I have no idea really how many book launches I have attended over the past forty years but my guess is that it would be well past a thousand. During my bookselling and publishing days I was often the organizer and/or speaker but in recent years as a book reviewer and book blogger I have the luxury of going along as a guest. I am selective and only attend those where I am reviewing the book being launched.
During September and October I have attended 14 such events. It seems to be the season, not surprising I guess as a fair chunk of locally published titles come out in the September/November period to catch the Christmas market.

Last night I attended a book launch at the Gus Fisher Gallery in Auckland city that was different to any other.
Linda Olssen’s protagonist in her new novel is Adam Anker who has taught music at university but is now a composer.
So following introductory remarks by Penguin Publisher Geoff Walker, (his eleventh launch of a Penguin NZ title in six weeks!), and a thoughtful launch speech by noted NZ writer Witi Ihimaera, (a copy of which I have and will reproduce below), our author of the moment (pic left by C Kathrin Symon) explained that music played a major part in Sonata For Miriam and she surprised us by introducing:-

Mikhail Tablis, who played Chopin Waltz Op.69 No.1.
Then came prominent NZ actor and theartreperson Simon Praast who did a reading from the book.
He was followed by
Mikhail Tablis, piano and Lilya Arefyeva, cello, who played Passacaille for piano and cello by Szymon Laks’
Then came noted actress Donogh Rhees (pic left) with another reading with the whole show concluding with
Mikhail Tablis, piano and Lara Hall, violin, playing Adagio from Sonata for Miriam by Alexander Ekroth-Baginski, a piece of hauntingly beautiful music especially commissioned for the novel

So as you can see it was not your normal book launch.
Actually I was sitting there with the beautiful music wafting over me and my mind went back to Vikram Seth’s superb 1999 novel, An Equal Music, which also had music at its centre. Incidentally a CD was issued featuring all the music mentioned in Seth’s novel and later Linda told me that the same happened for her book when it was recently published in Sweden. Penguin Publisher Geoff Walker is following up on this.
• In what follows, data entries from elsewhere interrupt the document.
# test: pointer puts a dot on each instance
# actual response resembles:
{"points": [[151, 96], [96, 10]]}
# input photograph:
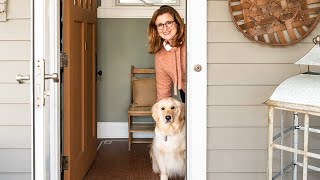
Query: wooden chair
{"points": [[143, 96]]}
Annie and I went out for dinner after the launch and were quite late getting home but I decided nevertheless to start Linda’s novel and managed 50 odd pages before sleep claimed me. In these first 50 pages the story is a sad one with our protagonist attempting to cope with the death of his beloved teenage daughter Miriam. Beautifully written, quite poetic in fact, and I can’t wait for tonight when I can get back to it.
More about the story after I have finished it.

Meantime here for your interest is Witi Ihimaera’s launch speech:

When you’ve finished reading Linda Olsson’s “Sonata for Miriam”, published by Penguin Books, you’ll want to read it again.

She tells the story of a man named Adam Anker, a composer, living in Krakow, Poland who picks up a hairpin, a rusty hairpin in the park. He remembers back to a day, just before his daughter Miriam left their Waiheke Island beach home to visit a friend; on that day, he picked up a shiny hairpin,
Miriam’s hairpin.

One tangible object, two tangible occasions - and they are sufficient to begin a journey of memory as Adam Anker leaves Waiheke Island and embarks on a voyage that takes him eventually to Krakow, but then onward from there to an island in Sweden.

What’s important is that we recognise the voice: it’s the voice of Linda Olsson, and it affirms that she has become a major novelist. As those of you who have read “Let Me Sing You Gentle Songs” will expect – it’s written in such poetic and spare language and, as with that book, drenched with tears. It’s also structurally astonishing, like a sonata itself. Linda takes us through an introduction which contains material which is later stated in the exposition.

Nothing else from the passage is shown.